This week’s WISH Question for RPGs:
How do you keep the mood? And once lost, how do you try to bring everyone back? Can you? Is it even possible?
Yeah, that is a problem.
In college, and even in the post-college games I played (and played in), the game mood was something that was easily slipped into and out of. Something serious would start to happen, and folks would snap back to attention.
Now … it seems like the laughing and joking and jocularity start as soon as everyone arrives, and go on through the end of the game. It’s difficult for the GM to get more than a sentence out of his/her mouth without someone cutting wise, making a pun, offering a side comment, or just generally distracting.
Not only does this make things gooo mmuuuuccchhh lloooonnnnnggggeeerrrr than they might otherwise, but it really sabotages the drama. As well, it sabotages any characterization — because if the narration can’t set the mood, then the characters can’t play into it.
I am not guiltless in this, either as player or GM. As a player, I crack wise, too — though I’m at least sometimes the person to first try to snap back to attention and prompt the GM to go on. And as a GM, I will often break up at others’ jokes, throw in a few of my own, and go from there.
But as a GM, there have been times when it’s been intensely annoying, as some particularly meaningful bit of prose falls prey to jokes, distractions, or just folks wandering off into side conversations. That may say something, of course, about my GMing …
I don’t have a good answer. There are times, especially when I get seriously irked, when I’ll just stop, silent and deadpan, and let whoever it is finish whatever jibe they wanted to throw out. (I think I do this most with Margie, largely because when she does it, it irks me the most, since I expect her to automatically read my mind and know when I’m getting irked — which is, of course, unfair of me, but you know how that goes.)
Doyce has tried some systematized experience point rules — dings to the party for digressions, bonuses to the party if he’s the one that digresses. That’s had mixed success.

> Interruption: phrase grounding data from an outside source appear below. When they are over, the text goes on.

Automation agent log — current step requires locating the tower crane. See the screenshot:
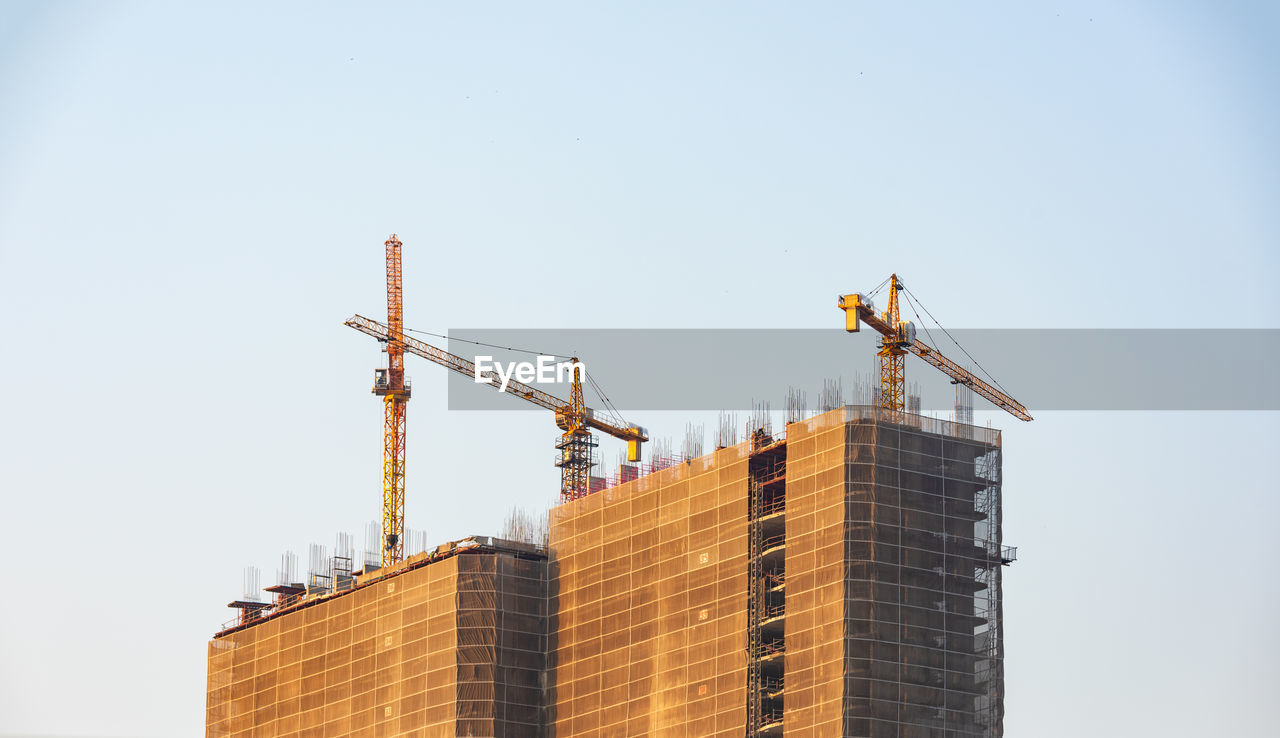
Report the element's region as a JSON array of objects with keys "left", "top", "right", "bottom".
[
  {"left": 837, "top": 274, "right": 1033, "bottom": 422},
  {"left": 346, "top": 314, "right": 649, "bottom": 504},
  {"left": 372, "top": 235, "right": 410, "bottom": 566}
]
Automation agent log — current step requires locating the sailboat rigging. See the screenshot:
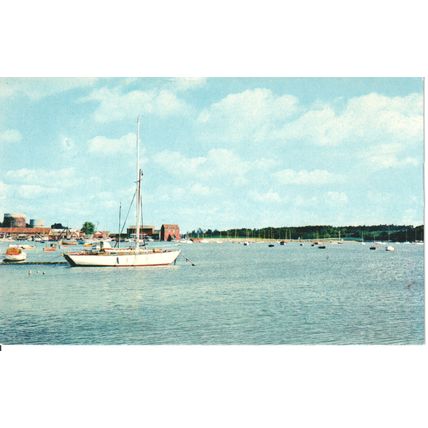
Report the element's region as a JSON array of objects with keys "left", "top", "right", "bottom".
[{"left": 63, "top": 116, "right": 181, "bottom": 267}]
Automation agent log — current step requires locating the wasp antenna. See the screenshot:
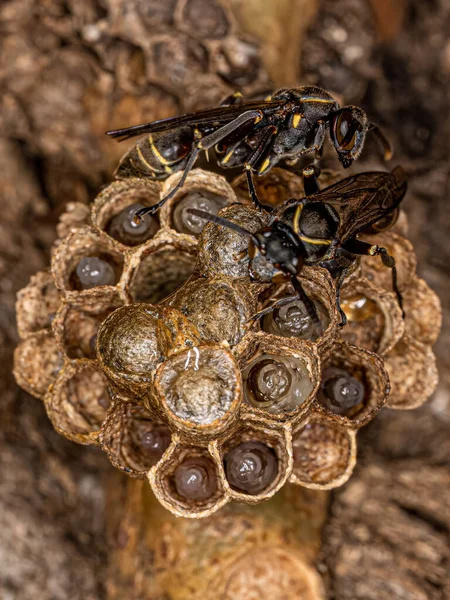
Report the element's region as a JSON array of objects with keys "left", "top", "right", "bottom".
[
  {"left": 368, "top": 123, "right": 393, "bottom": 161},
  {"left": 187, "top": 209, "right": 255, "bottom": 238}
]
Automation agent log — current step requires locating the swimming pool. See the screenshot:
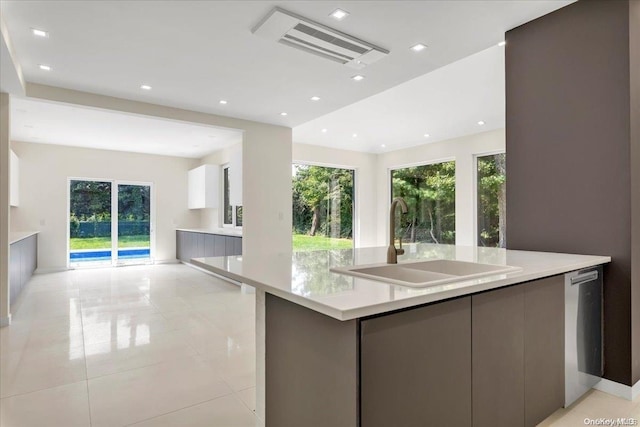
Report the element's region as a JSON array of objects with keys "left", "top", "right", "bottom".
[{"left": 70, "top": 248, "right": 150, "bottom": 262}]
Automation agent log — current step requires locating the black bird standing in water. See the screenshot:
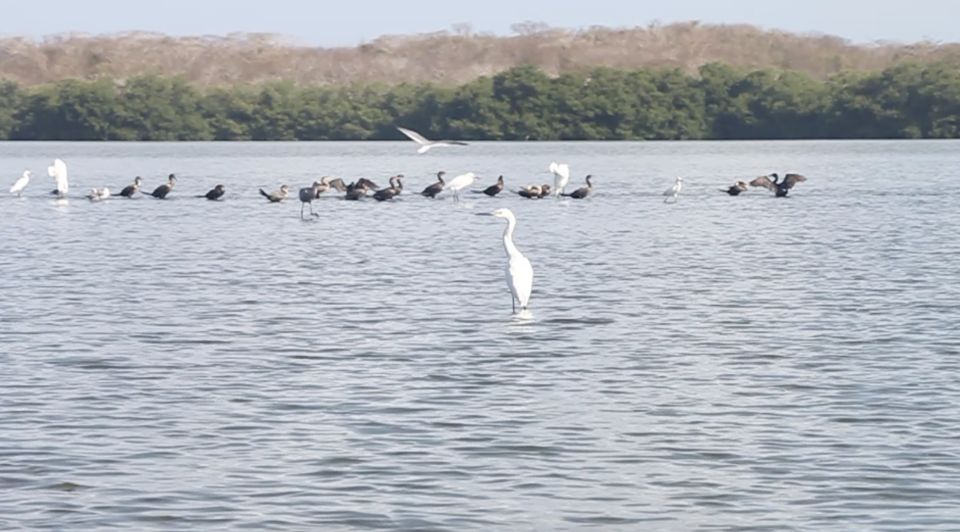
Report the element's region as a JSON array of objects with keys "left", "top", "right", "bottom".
[
  {"left": 202, "top": 184, "right": 226, "bottom": 201},
  {"left": 421, "top": 171, "right": 446, "bottom": 198},
  {"left": 722, "top": 180, "right": 748, "bottom": 196},
  {"left": 118, "top": 176, "right": 143, "bottom": 198},
  {"left": 562, "top": 175, "right": 594, "bottom": 199},
  {"left": 149, "top": 174, "right": 177, "bottom": 199}
]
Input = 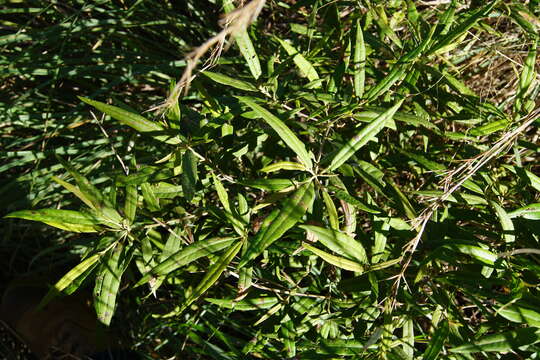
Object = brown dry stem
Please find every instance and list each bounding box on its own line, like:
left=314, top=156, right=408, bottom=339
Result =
left=152, top=0, right=266, bottom=114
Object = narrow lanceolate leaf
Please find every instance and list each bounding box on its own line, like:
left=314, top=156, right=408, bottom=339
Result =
left=5, top=209, right=102, bottom=233
left=498, top=303, right=540, bottom=327
left=206, top=296, right=278, bottom=311
left=240, top=178, right=297, bottom=191
left=423, top=320, right=449, bottom=360
left=427, top=2, right=497, bottom=55
left=202, top=71, right=258, bottom=92
left=124, top=184, right=137, bottom=224
left=402, top=318, right=414, bottom=359
left=52, top=175, right=95, bottom=210
left=135, top=237, right=237, bottom=287
left=275, top=37, right=319, bottom=82
left=223, top=0, right=262, bottom=79
left=56, top=156, right=118, bottom=215
left=38, top=254, right=101, bottom=309
left=237, top=96, right=313, bottom=169
left=240, top=182, right=315, bottom=267
left=302, top=242, right=364, bottom=273
left=260, top=161, right=306, bottom=173
left=365, top=29, right=433, bottom=101
left=328, top=100, right=403, bottom=171
left=213, top=173, right=231, bottom=212
left=490, top=201, right=515, bottom=243
left=181, top=149, right=198, bottom=202
left=300, top=225, right=368, bottom=264
left=353, top=19, right=366, bottom=98
left=322, top=189, right=339, bottom=230
left=450, top=327, right=540, bottom=353
left=165, top=241, right=242, bottom=317
left=94, top=243, right=130, bottom=326
left=78, top=97, right=182, bottom=145
left=444, top=243, right=497, bottom=266
left=508, top=203, right=540, bottom=220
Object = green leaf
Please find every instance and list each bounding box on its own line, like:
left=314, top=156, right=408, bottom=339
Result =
left=236, top=96, right=313, bottom=169
left=78, top=96, right=182, bottom=145
left=223, top=0, right=262, bottom=79
left=135, top=237, right=237, bottom=287
left=181, top=149, right=198, bottom=202
left=5, top=209, right=102, bottom=233
left=275, top=37, right=319, bottom=82
left=498, top=303, right=540, bottom=327
left=260, top=161, right=306, bottom=173
left=402, top=318, right=414, bottom=359
left=444, top=243, right=497, bottom=266
left=302, top=242, right=364, bottom=273
left=422, top=320, right=449, bottom=360
left=206, top=297, right=278, bottom=311
left=365, top=29, right=433, bottom=101
left=202, top=71, right=258, bottom=92
left=240, top=178, right=297, bottom=191
left=490, top=201, right=515, bottom=243
left=299, top=225, right=368, bottom=264
left=427, top=2, right=497, bottom=55
left=353, top=19, right=366, bottom=98
left=141, top=182, right=160, bottom=212
left=52, top=175, right=96, bottom=210
left=55, top=156, right=118, bottom=214
left=328, top=100, right=403, bottom=171
left=321, top=189, right=339, bottom=230
left=124, top=184, right=137, bottom=224
left=38, top=254, right=101, bottom=309
left=508, top=203, right=540, bottom=220
left=240, top=182, right=315, bottom=266
left=94, top=243, right=131, bottom=325
left=450, top=327, right=540, bottom=353
left=164, top=241, right=242, bottom=316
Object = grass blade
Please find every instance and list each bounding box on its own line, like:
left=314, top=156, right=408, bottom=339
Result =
left=423, top=320, right=449, bottom=360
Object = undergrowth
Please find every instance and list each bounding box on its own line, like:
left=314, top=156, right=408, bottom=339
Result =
left=2, top=0, right=540, bottom=359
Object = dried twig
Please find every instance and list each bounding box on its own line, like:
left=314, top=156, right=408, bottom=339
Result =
left=152, top=0, right=266, bottom=114
left=390, top=106, right=540, bottom=309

And one reason for that mixed success is that everyone’s having fun (well, with the occasional exception of the GM). This isn’t school. We don’t have to pay rapt attention to everything that’s going on, sitting up straight, taking copious notes. This is social time. If everyone is enjoying themselves, then that’s the point, isn’t it?
(Some years ago, Margie’s Mom’s bridge club realized that bridge was actually becoming a distraction to their socializing, so they just stopped playing.)
I don’t think that’s the full answer, though. I hope it isn’t, because while everyone having fun is part of the reason we gather to game, it’s also in part of game. To immerse ourselves in something different, to role-play, to participate in dramas and adventures.
I wish I had a good answer for this — both for my own discipline and for my games. As an actor and writer, it does sometimes bug the heck out of me.